Tin Cup

TIN CUP—“From the moment I first saw you, I knew I was through with bar girls and… strippers and motorcycle chicks, and…” 

One-time golf prodigy ‘Roy McAvoy’ (Kevin Costner) seems lazily content to hang out with pals at his small-town West Texas driving range. After bombshell psychologist ‘Dr. Molly Griswold’ (Rene Russo) signs up for lessons, Roy is smitten/shamed enough to get his act half-together, and goes for a spot on the U.S. Open, where he will pit his cavalier, unorthodox skills against top pros. They include Molly’s smug boyfriend ‘David Simms’ (Don Johnson), who knew Roy in college and can’t resist putting down a guy he sees as a loser.

One of the summer releases of 1996, this leisurely, winning comedy nestled a relaxing space among noisy blockbusters like The Rock and Independence Day. Balmy and good-natured as a sunny 9-hole game with amiable friends (maybe 18-holes since it runs 133 minutes, add a cooler to your cart), the plot-predictable but well-cast, clever and disarming fairway amble was written & directed by Ron Shelton, reuniting with Costner eight years after batting a home run with Bull Durham. 

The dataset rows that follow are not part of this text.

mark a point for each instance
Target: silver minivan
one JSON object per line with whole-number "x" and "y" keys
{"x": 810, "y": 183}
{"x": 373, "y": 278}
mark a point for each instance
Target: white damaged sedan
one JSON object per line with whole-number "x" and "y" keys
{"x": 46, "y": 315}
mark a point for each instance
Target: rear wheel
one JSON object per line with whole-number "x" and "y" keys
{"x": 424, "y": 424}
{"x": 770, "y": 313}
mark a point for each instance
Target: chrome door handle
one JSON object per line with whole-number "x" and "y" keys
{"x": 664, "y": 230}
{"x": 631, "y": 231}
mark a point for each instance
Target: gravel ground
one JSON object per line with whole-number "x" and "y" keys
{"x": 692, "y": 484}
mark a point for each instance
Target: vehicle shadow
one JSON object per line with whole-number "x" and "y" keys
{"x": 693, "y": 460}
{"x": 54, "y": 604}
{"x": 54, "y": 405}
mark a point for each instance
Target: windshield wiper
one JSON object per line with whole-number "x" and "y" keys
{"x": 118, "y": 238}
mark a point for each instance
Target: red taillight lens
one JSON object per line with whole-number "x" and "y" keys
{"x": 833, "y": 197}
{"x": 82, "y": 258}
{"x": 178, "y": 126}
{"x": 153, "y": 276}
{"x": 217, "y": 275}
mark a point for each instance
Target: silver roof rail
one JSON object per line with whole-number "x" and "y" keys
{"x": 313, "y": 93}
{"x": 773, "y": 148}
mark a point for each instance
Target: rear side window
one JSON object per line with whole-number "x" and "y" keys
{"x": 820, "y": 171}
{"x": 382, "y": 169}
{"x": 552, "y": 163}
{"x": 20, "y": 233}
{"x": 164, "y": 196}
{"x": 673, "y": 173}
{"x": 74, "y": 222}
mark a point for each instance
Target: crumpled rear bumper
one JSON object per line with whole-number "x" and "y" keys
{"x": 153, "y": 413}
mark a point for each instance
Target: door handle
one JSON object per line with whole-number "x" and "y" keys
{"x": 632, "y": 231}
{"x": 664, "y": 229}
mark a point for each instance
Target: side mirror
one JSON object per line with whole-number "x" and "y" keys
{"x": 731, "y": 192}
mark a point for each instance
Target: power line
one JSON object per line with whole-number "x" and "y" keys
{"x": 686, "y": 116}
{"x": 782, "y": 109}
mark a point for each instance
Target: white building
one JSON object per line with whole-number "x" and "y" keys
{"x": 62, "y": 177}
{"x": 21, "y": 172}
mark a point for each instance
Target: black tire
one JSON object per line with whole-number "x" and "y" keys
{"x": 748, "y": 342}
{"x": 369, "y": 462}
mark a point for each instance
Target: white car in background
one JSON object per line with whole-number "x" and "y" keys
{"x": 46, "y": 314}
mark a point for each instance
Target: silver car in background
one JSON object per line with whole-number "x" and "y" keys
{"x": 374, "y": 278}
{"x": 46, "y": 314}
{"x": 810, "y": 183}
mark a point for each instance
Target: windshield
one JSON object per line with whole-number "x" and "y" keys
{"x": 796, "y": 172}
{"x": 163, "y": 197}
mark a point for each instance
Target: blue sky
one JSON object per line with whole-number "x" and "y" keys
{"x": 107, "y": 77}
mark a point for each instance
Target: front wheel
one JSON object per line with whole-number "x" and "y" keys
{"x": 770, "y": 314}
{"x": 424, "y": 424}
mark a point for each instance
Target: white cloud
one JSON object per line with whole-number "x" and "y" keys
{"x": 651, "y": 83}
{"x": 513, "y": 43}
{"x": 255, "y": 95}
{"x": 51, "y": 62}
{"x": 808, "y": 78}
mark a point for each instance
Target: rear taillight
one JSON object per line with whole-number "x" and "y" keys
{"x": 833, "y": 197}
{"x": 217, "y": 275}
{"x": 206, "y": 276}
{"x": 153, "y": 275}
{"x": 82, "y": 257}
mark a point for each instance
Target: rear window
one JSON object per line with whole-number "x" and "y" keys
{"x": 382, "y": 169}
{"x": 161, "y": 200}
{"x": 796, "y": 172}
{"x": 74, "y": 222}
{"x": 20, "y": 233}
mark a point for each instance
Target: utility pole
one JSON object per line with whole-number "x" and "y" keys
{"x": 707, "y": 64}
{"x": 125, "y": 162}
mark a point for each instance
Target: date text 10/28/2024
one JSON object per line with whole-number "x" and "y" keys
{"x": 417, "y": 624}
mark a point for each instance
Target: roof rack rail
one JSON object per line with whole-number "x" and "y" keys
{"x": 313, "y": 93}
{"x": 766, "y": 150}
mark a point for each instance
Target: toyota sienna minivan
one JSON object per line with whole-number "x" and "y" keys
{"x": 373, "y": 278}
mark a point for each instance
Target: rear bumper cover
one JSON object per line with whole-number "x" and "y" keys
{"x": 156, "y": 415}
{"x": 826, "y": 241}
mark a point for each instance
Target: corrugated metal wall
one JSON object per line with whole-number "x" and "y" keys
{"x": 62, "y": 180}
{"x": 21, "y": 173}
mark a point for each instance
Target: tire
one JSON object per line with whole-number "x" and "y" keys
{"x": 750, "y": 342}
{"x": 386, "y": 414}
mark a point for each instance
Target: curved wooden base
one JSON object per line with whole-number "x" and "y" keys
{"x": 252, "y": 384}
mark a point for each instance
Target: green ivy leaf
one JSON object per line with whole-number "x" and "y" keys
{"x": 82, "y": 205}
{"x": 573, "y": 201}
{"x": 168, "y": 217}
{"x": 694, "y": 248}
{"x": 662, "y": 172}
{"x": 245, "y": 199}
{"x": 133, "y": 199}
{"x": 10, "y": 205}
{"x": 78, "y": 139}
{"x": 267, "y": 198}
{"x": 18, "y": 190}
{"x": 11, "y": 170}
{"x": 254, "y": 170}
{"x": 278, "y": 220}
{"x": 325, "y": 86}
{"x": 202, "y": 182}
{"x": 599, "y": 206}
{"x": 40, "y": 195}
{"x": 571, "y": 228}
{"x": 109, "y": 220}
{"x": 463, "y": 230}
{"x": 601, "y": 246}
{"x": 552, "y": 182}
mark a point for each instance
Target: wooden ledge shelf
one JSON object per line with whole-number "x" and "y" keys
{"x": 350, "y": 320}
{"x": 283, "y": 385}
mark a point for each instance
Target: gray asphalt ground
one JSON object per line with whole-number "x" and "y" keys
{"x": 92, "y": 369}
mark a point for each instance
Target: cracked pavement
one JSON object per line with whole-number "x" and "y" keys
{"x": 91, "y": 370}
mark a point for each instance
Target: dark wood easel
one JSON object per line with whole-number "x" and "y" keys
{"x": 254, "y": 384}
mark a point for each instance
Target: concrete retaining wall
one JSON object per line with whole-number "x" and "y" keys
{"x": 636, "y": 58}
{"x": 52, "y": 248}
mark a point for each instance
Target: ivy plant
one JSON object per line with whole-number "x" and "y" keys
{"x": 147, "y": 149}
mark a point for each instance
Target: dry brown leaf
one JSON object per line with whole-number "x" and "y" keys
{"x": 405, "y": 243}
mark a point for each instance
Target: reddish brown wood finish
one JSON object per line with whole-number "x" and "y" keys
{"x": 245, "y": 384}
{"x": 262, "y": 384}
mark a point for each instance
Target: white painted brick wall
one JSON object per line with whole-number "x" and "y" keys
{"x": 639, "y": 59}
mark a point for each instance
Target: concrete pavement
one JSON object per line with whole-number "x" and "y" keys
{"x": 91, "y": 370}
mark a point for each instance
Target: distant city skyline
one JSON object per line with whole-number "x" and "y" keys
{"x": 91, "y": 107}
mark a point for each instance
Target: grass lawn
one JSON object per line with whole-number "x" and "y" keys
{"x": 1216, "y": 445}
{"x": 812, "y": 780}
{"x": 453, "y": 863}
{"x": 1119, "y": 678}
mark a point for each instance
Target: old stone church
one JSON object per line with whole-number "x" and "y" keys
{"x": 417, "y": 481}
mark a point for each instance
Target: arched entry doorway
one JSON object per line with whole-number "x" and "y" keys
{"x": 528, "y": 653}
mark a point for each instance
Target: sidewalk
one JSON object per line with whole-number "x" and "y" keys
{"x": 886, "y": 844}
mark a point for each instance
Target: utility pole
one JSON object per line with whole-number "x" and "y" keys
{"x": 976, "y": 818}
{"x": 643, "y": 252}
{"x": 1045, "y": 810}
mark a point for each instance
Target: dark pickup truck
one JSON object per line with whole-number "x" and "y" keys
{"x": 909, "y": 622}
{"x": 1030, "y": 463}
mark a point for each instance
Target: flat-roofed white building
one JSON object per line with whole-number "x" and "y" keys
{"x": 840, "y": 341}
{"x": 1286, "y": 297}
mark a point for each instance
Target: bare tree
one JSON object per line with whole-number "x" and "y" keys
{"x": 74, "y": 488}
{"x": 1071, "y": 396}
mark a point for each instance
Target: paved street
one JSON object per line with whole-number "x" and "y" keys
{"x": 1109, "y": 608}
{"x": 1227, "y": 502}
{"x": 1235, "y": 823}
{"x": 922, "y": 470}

Unlike slapstick affairs Caddyshack and Happy Gilmore  or quasi-mystical ruminations like The Legend Of Bagger Vance, Shelton doesn’t handicap his round by either mocking the game or turning it into one of those pretentious “what it represents” tomes too often loaded onto baseball or boxing: he shoots well under par with obvious affection for his flawed yet resilient  characters and respect for the underlying ethos of the precise might-meets-math of the sport.

Sandwiched between his hugely expensive, maligned sci-fi apocalypse gambols Waterworld and The Postman, this rebound to the laid-back zone made good use of Costner’s deft Everyman light comedy chops (Silverado, Bull Durham, Field Of Dreams, The Upside Of Anger), dovetailing with his seemingly natural athleticism. Kevin’s Roy needs a win, and we root for the dude, even when his pride frequently shoots him in the foot.

Ah, the essential Ms. Russo, 42-and-where-are-you?—wit, elegance and maturity made her the sharp, sexy, boldly fun go-to gal of the day (Lethal Weapon 3, Get Shorty, The Thomas Crown Affair–yes!).

The underrated Don Johnson easily covers the fable’s smarmy ‘bad guy’, and the great Linda Hart as ‘Doreen’, Roy’s stripper ex-wife, adds sweet-tart tang to the sun-kissed locations in Arizona and Texas. All in, just a great hang-out flick.

Sex and golf are the two things you don’t have to be good at to enjoy.”

Done for $45,000,000, it grossed $53,900,000 domestically (28th that year), part of a global total of $75,800,000, enough to qualify as a moderate success. Roy would be okay with that. With Cheech Marin (as caddy/co-conspirator/conscience ‘Romeo Pasar’, basically Sancho Panza to Roy’s self-sabotaging Don Quixote), Rex Linn, Dennis Burkley and Ken Venturi.

* Tee up: Dean & Jerry play thru The Caddy (at least it features “That’s Amore”); Bobby Jones: Stroke of Genius (like watching golf on TV, zzzz); Seven Days In Utopia (add gospel gobbledygook to this sandtrap); Tommy’s Honour (well-reviewed, plus it’s in Scotland); The Greatest Game Ever Played (only if you can deal with Shia LaBeouf); From The Rough (we do like Taraji P. Henson and Michael Clarke Duncan); and back in 1951, good old Glenn Ford as Ben Hogan in Follow The Sun.